Implementation Links
| Area | File | Lines | Why It Matters |
|---|---|---|---|
| SEC models and fetch entrypoint | sec_edgar_client.py | L23-L102 | Resolves and downloads target filing |
| Filing cleaning and parser | sec_edgar_client.py | L103-L159 | Cleans HTML and extracts filing sections |
| Filing selection | sec_edgar_client.py | L160-L223 | Selects ticker, CIK, year, form, or accession |
| SEC retry / throttling | sec_edgar_client.py | L231-L291 | Handles SEC request reliability |
| Live SEC ingestion | ingestion_service.py | L53-L124 | Converts live filing into indexed chunks |
| SEC eval cases | sec_filing_cases.json | Full file | Validates SEC behavior |
Core Workflow
flowchart TD
Request[Ingest SEC Request] --> Resolve[Ticker / CIK Resolution]
Resolve --> Select[Filing Selection]
Select --> Download[Download Filing]
Download --> Clean[Clean Text]
Clean --> Parse[Parse Sections]
Parse --> Chunk[Chunk By Section]
Chunk --> Embed[Embedding Provider]
Embed --> Qdrant[(Qdrant)]Technical Deep Dive
The SEC ingestion path solves three practical problems:
- Filing selection: users may ask for latest filing, specific year, or specific accession number.
- Text extraction: SEC HTML is noisy, so content must be cleaned and common mojibake repaired.
- Citation quality: chunks keep form type, filing date, accession number, URL, and section name.
The parser does not attempt to fully understand every SEC HTML layout.

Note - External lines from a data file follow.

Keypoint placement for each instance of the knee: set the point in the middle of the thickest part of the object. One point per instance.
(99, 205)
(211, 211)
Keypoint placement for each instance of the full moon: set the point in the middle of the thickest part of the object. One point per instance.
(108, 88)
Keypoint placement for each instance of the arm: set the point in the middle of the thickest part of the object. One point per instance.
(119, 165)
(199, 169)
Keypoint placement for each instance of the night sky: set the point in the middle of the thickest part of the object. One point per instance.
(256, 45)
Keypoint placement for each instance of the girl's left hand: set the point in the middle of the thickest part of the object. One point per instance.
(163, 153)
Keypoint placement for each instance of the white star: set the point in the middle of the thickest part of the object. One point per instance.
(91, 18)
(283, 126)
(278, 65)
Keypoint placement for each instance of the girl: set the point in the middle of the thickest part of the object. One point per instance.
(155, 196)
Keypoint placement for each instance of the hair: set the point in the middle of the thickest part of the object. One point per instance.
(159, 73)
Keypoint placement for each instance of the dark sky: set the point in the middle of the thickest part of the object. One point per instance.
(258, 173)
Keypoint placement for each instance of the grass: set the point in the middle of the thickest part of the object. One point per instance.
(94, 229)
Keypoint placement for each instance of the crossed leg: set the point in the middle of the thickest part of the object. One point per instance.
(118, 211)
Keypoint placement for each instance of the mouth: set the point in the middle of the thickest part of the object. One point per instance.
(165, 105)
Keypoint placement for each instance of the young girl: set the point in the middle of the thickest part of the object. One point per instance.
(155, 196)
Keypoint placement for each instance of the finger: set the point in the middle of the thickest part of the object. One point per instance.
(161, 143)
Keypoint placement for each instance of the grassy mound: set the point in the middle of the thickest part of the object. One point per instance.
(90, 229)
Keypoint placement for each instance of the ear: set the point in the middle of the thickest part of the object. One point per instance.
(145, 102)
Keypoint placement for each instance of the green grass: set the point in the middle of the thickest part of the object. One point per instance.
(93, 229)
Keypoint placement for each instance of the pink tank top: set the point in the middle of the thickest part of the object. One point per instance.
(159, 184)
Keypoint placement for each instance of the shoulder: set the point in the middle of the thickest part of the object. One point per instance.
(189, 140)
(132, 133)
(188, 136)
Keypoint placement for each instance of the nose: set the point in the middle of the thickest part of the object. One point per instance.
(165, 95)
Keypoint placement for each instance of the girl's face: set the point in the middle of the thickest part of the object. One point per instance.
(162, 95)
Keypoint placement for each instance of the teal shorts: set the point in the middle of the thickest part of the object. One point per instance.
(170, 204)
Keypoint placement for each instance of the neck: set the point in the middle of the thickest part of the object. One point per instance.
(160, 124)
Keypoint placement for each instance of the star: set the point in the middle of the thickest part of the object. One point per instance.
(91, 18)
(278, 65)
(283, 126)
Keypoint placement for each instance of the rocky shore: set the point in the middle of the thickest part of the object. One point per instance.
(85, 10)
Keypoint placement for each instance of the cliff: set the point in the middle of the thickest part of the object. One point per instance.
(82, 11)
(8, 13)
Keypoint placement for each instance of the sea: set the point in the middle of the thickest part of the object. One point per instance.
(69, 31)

It focuses on stable section boundaries such as Item 1A. Risk Factors and Item 7. Management's Discussion and Analysis.
Formula / Scoring Model
Filing selection priority:
target_filing =
accession_number match
else filing_year + form_type match
else latest form_type matchCitation shape:
{ticker} {form_type} {filing_date} {accession_number} {section} chunk {n}Example Walkthrough
Request:
{
"source": "edgar",
"ticker": "AAPL",
"form_type": "10-K",
"filing_year": 2025
}Expected behavior:
- Resolve AAPL to CIK.
- Select the 2025 10-K.
- Download the filing.
- Parse section boundaries.
- Index chunks in Qdrant.
- Answer Apple risk questions using SEC filing citations.
Design Tradeoffs
- Deterministic section parsing is transparent and testable.

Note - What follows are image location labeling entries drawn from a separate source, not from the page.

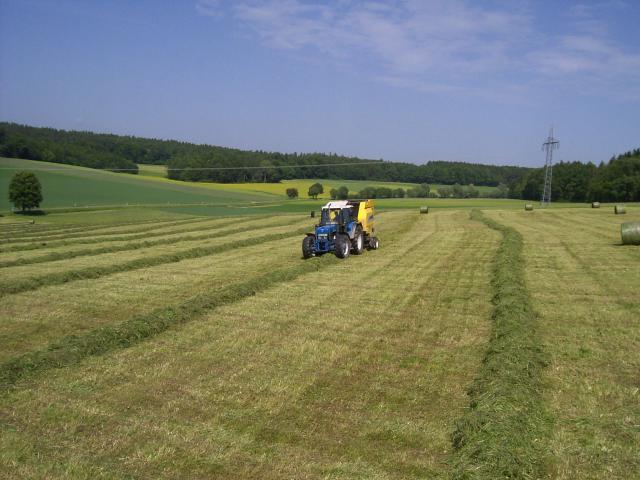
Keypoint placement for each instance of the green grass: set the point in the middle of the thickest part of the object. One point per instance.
(159, 172)
(504, 434)
(69, 186)
(498, 346)
(280, 380)
(584, 286)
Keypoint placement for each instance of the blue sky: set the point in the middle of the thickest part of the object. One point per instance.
(406, 80)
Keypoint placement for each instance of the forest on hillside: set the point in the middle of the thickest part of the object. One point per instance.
(188, 161)
(615, 180)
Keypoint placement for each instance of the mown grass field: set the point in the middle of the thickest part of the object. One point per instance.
(480, 341)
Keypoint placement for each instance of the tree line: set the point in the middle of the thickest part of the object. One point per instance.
(617, 180)
(191, 162)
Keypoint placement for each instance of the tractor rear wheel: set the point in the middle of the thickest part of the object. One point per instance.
(343, 245)
(308, 244)
(358, 242)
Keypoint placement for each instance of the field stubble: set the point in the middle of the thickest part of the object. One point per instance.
(584, 285)
(358, 370)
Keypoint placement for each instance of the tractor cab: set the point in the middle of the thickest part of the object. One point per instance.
(344, 227)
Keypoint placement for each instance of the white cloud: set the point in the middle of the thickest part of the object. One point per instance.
(438, 45)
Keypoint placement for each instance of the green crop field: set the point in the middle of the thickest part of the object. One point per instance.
(69, 186)
(490, 343)
(82, 195)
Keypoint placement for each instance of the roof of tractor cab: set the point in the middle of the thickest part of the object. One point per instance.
(338, 204)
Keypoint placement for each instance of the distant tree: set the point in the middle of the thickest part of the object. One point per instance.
(343, 193)
(315, 190)
(471, 192)
(502, 191)
(421, 191)
(367, 192)
(25, 191)
(444, 192)
(383, 192)
(398, 193)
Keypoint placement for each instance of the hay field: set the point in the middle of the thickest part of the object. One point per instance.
(585, 288)
(473, 344)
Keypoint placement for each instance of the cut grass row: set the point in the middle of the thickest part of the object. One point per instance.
(289, 383)
(215, 233)
(72, 349)
(30, 270)
(83, 232)
(584, 285)
(19, 284)
(505, 431)
(109, 236)
(38, 230)
(29, 321)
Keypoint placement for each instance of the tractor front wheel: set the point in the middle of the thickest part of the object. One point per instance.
(343, 245)
(308, 245)
(358, 242)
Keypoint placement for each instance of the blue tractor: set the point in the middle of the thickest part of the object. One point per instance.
(345, 227)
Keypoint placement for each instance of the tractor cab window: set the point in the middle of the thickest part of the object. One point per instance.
(330, 216)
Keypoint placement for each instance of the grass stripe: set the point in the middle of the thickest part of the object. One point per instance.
(43, 230)
(72, 349)
(135, 235)
(33, 283)
(91, 232)
(505, 431)
(215, 233)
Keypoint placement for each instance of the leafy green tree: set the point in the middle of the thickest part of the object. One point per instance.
(471, 192)
(444, 192)
(342, 193)
(25, 191)
(502, 191)
(292, 192)
(315, 190)
(383, 192)
(368, 192)
(421, 191)
(398, 193)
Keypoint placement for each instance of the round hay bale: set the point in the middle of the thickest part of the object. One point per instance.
(630, 233)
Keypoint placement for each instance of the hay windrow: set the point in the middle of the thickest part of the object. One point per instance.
(72, 349)
(214, 233)
(630, 233)
(34, 283)
(504, 432)
(101, 235)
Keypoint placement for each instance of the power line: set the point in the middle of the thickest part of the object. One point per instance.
(549, 146)
(252, 167)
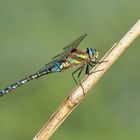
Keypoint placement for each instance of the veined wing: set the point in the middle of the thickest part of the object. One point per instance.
(48, 65)
(69, 48)
(74, 44)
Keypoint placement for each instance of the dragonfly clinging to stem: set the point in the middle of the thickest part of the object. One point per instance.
(71, 56)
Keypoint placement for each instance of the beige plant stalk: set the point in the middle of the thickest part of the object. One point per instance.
(89, 81)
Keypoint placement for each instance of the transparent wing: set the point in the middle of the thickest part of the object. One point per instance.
(74, 44)
(61, 55)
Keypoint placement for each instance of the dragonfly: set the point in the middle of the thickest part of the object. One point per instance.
(70, 57)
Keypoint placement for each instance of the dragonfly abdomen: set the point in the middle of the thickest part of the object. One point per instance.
(22, 82)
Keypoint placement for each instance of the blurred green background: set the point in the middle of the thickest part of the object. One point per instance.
(32, 32)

- Retry and throttling keep SEC access polite.
- The MVP parser is not a full SEC filing semantic parser.
Failure Modes
- Missing
SEC_USER_AGENT. - SEC rate limiting or temporary failure.
- Filing section heading does not match expected patterns.
- Risk question retrieves general filing text rather than Risk Factors.
Exercises
Checkpoint: Explain why SEC filings are stronger evidence than general web summaries for company risk analysis.
Hands-on: Inspect sec_edgar_client.py L175-L223 and identify the filing selection logic.
Interview Drill: Explain how section-aware citation improves trust in SEC filing RAG.
Interview Explanation
The SEC connector proves the platform can ingest real regulatory documents and preserve enough metadata for traceable financial research.